I wanted to live like a real cowboy, except with on-demand laundry and access to hair gel. I wanted to shoot a robot with a revolver and tie his body to a cactus. I wanted to walk into an old-timey saloon and listen to a pianist cycle through the hits of Soundgarden.

In short, I wanted to experience the original American dream: to head west, with a humble $40K daily budget, and ride around on a robot horse firing my crossbow at unsuspecting locals.

But now, after two years—and 78 bank heists, 153 body-paint orgies, and 489 games of poker that ended with me murdering the dealer—I’m finally leaving Westworld.

My life in Westworld has been fun, and horny, but it’s time to move on.

I can still remember where I was when I knew I had to come to Westworld.

I was sitting in front of my computer monitor at the DMV, switching browser tabs between hardcore pornography and Oregon Trail ‘92, when I wondered: Is there a way to experience these two situations simultaneously, in real life, and with children around for some reason?

I bought a three-day pass on Groupon and opened a $50 million line of credit at Wells Fargo. Four days later, I was in Westworld.

At first, everything was just as I had hoped. The streets crackled with the energy of the ultra-rich preparing to decapitate a blacksmith. The horses didn’t poop, because the technology behind artificial horse feces just wasn’t there yet. The temperature was always set to “Arizona—but in November.”

Life here was a dream—and not a dream where Jeffrey Wright tries to confuse you with riddles. A good dream.

But all good dreams must come to an end.

At some point during your time in Westworld, you’ll wake up under a card table, surrounded by prostitutes wearing Dia de Los Muertos face paint, with a Bowie knife in one hand, and the silicon scalp of a robotic cardsharp you don’t even remember scalping in the other, and you’ll know: It’s time for me to leave this place.

Westworld has a way of wearing you down. You begin to see the grimy underside of the all-inclusive murder theme park/robo-brothel.

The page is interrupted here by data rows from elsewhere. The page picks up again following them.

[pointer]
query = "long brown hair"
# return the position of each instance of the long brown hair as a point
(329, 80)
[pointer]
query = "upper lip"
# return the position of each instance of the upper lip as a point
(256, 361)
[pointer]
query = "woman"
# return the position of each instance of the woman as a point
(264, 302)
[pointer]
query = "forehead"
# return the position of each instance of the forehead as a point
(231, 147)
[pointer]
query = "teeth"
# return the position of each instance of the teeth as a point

And honestly, there is so much that Westworld just isn’t giving me. I want a lover who understands my references to Battlestar Galactica; I miss meme culture; I want friends who aren’t constantly whispering tips about a buried treasure chest just over yonder ridge.

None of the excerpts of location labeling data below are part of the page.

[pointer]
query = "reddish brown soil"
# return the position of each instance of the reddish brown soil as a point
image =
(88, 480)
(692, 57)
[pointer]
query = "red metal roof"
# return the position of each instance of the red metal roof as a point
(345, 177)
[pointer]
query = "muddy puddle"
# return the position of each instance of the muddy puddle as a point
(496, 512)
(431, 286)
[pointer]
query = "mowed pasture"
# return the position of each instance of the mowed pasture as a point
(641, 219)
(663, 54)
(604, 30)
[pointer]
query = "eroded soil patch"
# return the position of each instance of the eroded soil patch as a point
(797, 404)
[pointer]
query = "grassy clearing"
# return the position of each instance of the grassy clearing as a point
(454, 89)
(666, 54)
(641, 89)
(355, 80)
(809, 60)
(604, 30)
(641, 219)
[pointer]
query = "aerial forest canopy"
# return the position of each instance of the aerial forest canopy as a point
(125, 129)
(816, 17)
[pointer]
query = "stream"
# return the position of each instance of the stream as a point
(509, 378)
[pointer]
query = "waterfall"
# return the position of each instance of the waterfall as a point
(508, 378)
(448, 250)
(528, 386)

I miss experiencing the Four Seasons (hotel in New York); I miss Snow (the Canadian rapper).

To be sure, I will be bringing back some incredible memories from Westworld: the time I taught pickup basketball to those ex-Confederate soldiers; the time I got into a gun battle with a vacationing Jeremy Piven and his manservants; the time I captivated listeners around the campfire with a grand yarn that was just the plot of the movie Patch Adams.

But now it is time for me to ride off into the fake sunset, on my robot horse, with “Like a Stone” by Audioslave pounding on the player piano behind me.

Goodbye, Westworld. I’ll be leaving you with fond memories, rage issues, $50 million in credit card debt, and a lingering doubt about whether I am actually a humanoid living out the algorithm written by a suave British alcoholic.

And in the end: Isn’t that what life is all about?